Though the Doha Accords were widely viewed as a failure because the Taliban launching offensives to overthrow the government soon after, Fitton-Brown argued that their help in getting the U.S. out of Afghanistan earned the lasting gratitude of President Donald Trump and helps explain his trust in Doha during his second administration.
A key development in Qatar’s diplomatic posture was the 2017 Gulf Crisis, when Saudi Arabia, the UAE, Bahrain, and Egypt cut off relations with the Gulf nation, alleging support for terrorism. The relations blacklist was accompanied by an all-out blockade lasting several years. Qatar proved resilient, and relations were restored in 2021.
Henderson argued that Trump “may feel he was misled by Saudi Arabia and the UAE at the time of the Gulf Rift early in his first administration,” warming toward the nations in his second. Notably, Trump’s second state visit in his second term was to Qatar, a country completely snubbed in his first trip abroad in his first administration.
Trump and his Cabinet’s distrust of the legacy staffers in the CIA and State Department, relative to his predecessors, also serves in Qatar’s favor, according to Fitton-Brown.
While Trump’s favor has sent it to new heights over the past year, Fitton-Brown said support for Qatar in the U.S. is largely bipartisan. Democratic and Republican administrations have used it as a mediating tool, seeing the utility in a neutral but friendly third space to host discussions and communicate with distrusted powers it doesn’t want to meet with directly, such as Iran, Hamas, and the Taliban.
“The fact is, the Qataris were the people to call when you were stuck and didn’t know what to do, and you needed someone who could talk to an adversary and provide a location for meetings,” Fitton-Brown said.
Most importantly, he argued, Qatar has a special knack for “ingratiating themselves with Western partners, not just the United States.”
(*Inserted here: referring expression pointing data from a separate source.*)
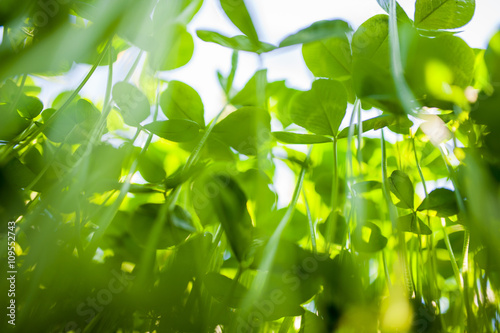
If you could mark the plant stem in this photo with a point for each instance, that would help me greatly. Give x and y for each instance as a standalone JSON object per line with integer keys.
{"x": 393, "y": 216}
{"x": 311, "y": 224}
{"x": 272, "y": 245}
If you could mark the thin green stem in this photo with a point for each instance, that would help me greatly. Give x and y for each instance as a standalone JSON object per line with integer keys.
{"x": 75, "y": 93}
{"x": 311, "y": 223}
{"x": 271, "y": 247}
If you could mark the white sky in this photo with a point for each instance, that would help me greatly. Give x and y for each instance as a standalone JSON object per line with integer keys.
{"x": 274, "y": 20}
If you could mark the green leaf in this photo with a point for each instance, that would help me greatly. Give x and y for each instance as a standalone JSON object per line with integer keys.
{"x": 177, "y": 130}
{"x": 29, "y": 106}
{"x": 311, "y": 323}
{"x": 321, "y": 109}
{"x": 370, "y": 41}
{"x": 230, "y": 206}
{"x": 369, "y": 124}
{"x": 12, "y": 122}
{"x": 318, "y": 31}
{"x": 240, "y": 42}
{"x": 173, "y": 48}
{"x": 443, "y": 14}
{"x": 238, "y": 14}
{"x": 173, "y": 233}
{"x": 407, "y": 223}
{"x": 245, "y": 129}
{"x": 368, "y": 238}
{"x": 250, "y": 94}
{"x": 151, "y": 170}
{"x": 434, "y": 65}
{"x": 340, "y": 228}
{"x": 366, "y": 186}
{"x": 329, "y": 58}
{"x": 224, "y": 289}
{"x": 295, "y": 138}
{"x": 441, "y": 200}
{"x": 400, "y": 13}
{"x": 133, "y": 104}
{"x": 402, "y": 187}
{"x": 180, "y": 101}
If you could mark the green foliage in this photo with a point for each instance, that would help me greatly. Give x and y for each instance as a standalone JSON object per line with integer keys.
{"x": 136, "y": 213}
{"x": 443, "y": 14}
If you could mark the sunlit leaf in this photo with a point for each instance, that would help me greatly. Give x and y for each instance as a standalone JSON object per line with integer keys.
{"x": 177, "y": 130}
{"x": 295, "y": 138}
{"x": 133, "y": 104}
{"x": 238, "y": 14}
{"x": 180, "y": 101}
{"x": 321, "y": 109}
{"x": 241, "y": 42}
{"x": 402, "y": 187}
{"x": 318, "y": 31}
{"x": 442, "y": 201}
{"x": 443, "y": 14}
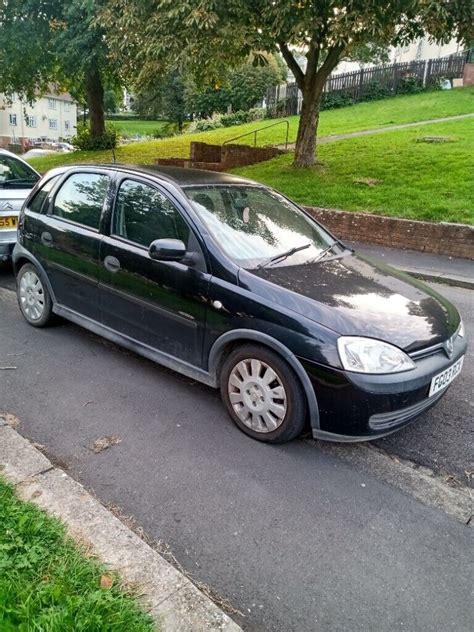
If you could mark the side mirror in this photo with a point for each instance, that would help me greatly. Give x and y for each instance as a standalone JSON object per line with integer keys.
{"x": 167, "y": 250}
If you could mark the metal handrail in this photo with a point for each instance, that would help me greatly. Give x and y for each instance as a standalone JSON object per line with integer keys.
{"x": 259, "y": 129}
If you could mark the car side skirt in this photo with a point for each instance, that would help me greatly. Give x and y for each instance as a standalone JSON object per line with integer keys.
{"x": 159, "y": 357}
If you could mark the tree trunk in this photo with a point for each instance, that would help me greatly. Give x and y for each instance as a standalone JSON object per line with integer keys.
{"x": 95, "y": 101}
{"x": 305, "y": 148}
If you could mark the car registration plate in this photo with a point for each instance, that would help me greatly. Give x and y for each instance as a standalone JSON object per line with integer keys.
{"x": 444, "y": 378}
{"x": 7, "y": 223}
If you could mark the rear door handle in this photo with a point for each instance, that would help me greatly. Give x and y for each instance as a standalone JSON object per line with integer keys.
{"x": 47, "y": 239}
{"x": 112, "y": 264}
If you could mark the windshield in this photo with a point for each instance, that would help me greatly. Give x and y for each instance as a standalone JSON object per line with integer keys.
{"x": 255, "y": 226}
{"x": 14, "y": 173}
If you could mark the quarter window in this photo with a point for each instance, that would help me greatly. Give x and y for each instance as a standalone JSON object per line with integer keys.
{"x": 143, "y": 214}
{"x": 81, "y": 198}
{"x": 37, "y": 202}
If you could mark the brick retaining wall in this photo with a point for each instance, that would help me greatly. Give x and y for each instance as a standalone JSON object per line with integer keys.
{"x": 455, "y": 240}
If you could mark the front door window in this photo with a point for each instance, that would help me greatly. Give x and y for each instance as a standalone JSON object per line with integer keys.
{"x": 143, "y": 214}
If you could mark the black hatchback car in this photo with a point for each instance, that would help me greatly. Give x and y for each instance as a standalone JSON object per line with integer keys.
{"x": 232, "y": 284}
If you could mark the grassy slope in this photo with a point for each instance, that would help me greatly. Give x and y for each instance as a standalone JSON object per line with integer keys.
{"x": 140, "y": 127}
{"x": 431, "y": 181}
{"x": 358, "y": 117}
{"x": 47, "y": 584}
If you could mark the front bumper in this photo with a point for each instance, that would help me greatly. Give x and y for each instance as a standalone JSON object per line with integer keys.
{"x": 360, "y": 407}
{"x": 6, "y": 248}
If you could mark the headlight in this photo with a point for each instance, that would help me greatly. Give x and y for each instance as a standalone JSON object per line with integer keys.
{"x": 366, "y": 355}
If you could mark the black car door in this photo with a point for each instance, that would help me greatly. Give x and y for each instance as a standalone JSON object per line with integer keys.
{"x": 68, "y": 240}
{"x": 159, "y": 303}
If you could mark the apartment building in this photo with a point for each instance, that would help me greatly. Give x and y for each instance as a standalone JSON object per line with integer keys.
{"x": 52, "y": 117}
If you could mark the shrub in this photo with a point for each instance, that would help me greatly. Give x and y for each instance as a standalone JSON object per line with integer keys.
{"x": 85, "y": 141}
{"x": 410, "y": 85}
{"x": 332, "y": 100}
{"x": 375, "y": 90}
{"x": 204, "y": 125}
{"x": 256, "y": 114}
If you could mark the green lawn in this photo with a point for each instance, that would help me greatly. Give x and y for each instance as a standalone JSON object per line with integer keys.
{"x": 137, "y": 127}
{"x": 416, "y": 180}
{"x": 357, "y": 117}
{"x": 48, "y": 585}
{"x": 430, "y": 181}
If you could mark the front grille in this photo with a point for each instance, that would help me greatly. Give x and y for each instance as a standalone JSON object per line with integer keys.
{"x": 428, "y": 351}
{"x": 386, "y": 421}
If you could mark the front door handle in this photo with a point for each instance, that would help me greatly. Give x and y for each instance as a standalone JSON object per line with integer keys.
{"x": 112, "y": 264}
{"x": 47, "y": 239}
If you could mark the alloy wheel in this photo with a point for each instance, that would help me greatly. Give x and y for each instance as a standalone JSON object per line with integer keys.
{"x": 32, "y": 297}
{"x": 257, "y": 395}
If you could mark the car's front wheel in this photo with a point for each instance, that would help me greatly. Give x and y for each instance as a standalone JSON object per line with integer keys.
{"x": 33, "y": 297}
{"x": 262, "y": 394}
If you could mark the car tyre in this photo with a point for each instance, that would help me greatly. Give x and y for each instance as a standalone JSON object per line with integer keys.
{"x": 33, "y": 297}
{"x": 262, "y": 394}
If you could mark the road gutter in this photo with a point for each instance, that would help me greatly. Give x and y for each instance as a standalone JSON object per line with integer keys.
{"x": 169, "y": 596}
{"x": 455, "y": 499}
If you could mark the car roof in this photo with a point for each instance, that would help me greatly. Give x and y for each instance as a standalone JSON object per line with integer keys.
{"x": 181, "y": 176}
{"x": 10, "y": 154}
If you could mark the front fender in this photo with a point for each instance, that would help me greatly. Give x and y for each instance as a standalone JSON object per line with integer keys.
{"x": 245, "y": 335}
{"x": 20, "y": 254}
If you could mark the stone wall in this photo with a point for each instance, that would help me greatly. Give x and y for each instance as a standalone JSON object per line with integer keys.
{"x": 221, "y": 157}
{"x": 455, "y": 240}
{"x": 468, "y": 75}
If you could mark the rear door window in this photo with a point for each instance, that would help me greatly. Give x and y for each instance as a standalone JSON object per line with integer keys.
{"x": 81, "y": 199}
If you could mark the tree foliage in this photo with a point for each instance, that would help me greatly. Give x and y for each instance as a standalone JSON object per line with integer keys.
{"x": 210, "y": 34}
{"x": 57, "y": 42}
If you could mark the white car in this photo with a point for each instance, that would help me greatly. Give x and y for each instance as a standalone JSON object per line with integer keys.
{"x": 17, "y": 179}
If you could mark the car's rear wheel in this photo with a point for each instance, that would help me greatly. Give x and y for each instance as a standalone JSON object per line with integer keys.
{"x": 33, "y": 297}
{"x": 262, "y": 394}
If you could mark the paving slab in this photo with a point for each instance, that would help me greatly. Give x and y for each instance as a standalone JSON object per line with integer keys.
{"x": 169, "y": 596}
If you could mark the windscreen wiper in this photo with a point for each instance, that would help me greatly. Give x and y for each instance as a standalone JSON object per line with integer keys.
{"x": 30, "y": 180}
{"x": 283, "y": 255}
{"x": 323, "y": 253}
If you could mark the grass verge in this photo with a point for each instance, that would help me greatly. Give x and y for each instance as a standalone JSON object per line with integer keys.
{"x": 390, "y": 174}
{"x": 398, "y": 110}
{"x": 47, "y": 584}
{"x": 137, "y": 127}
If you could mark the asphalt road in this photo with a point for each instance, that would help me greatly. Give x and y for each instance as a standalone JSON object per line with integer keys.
{"x": 295, "y": 538}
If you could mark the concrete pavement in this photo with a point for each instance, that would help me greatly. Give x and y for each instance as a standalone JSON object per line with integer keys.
{"x": 425, "y": 266}
{"x": 322, "y": 140}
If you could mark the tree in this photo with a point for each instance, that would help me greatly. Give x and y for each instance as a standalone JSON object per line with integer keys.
{"x": 57, "y": 42}
{"x": 165, "y": 97}
{"x": 240, "y": 88}
{"x": 209, "y": 33}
He described the Gulf nation’s leadership corps as “agile and charming,” knowing how to best win the favor of Western governments.
Though Qatar has been “amazingly successful in convincing the Trump administration that it’s a useful partner,” Fitton-Brown said, others are less convinced of their utility.
HOW TURKEY CAME TO POSITION ITSELF AS A DOMINANT POWER IN THE MIDDLE EAST AND BEYOND
Qatari mediation often results in a delayed crisis rather than resolving it, and the diplomatic missions sent by less desirable actors create their own problems. The diplomatic offices of terrorist groups in Doha, such as Hamas and the Houthis, are known to double as fundraising and espionage fronts.
Whatever the concerns, however, Doha’s role in negotiating a deal to presumably end the war between the U.S. and Iran, in terms that Trump finds favorable, is guaranteed to win it further mediation ventures in the near future.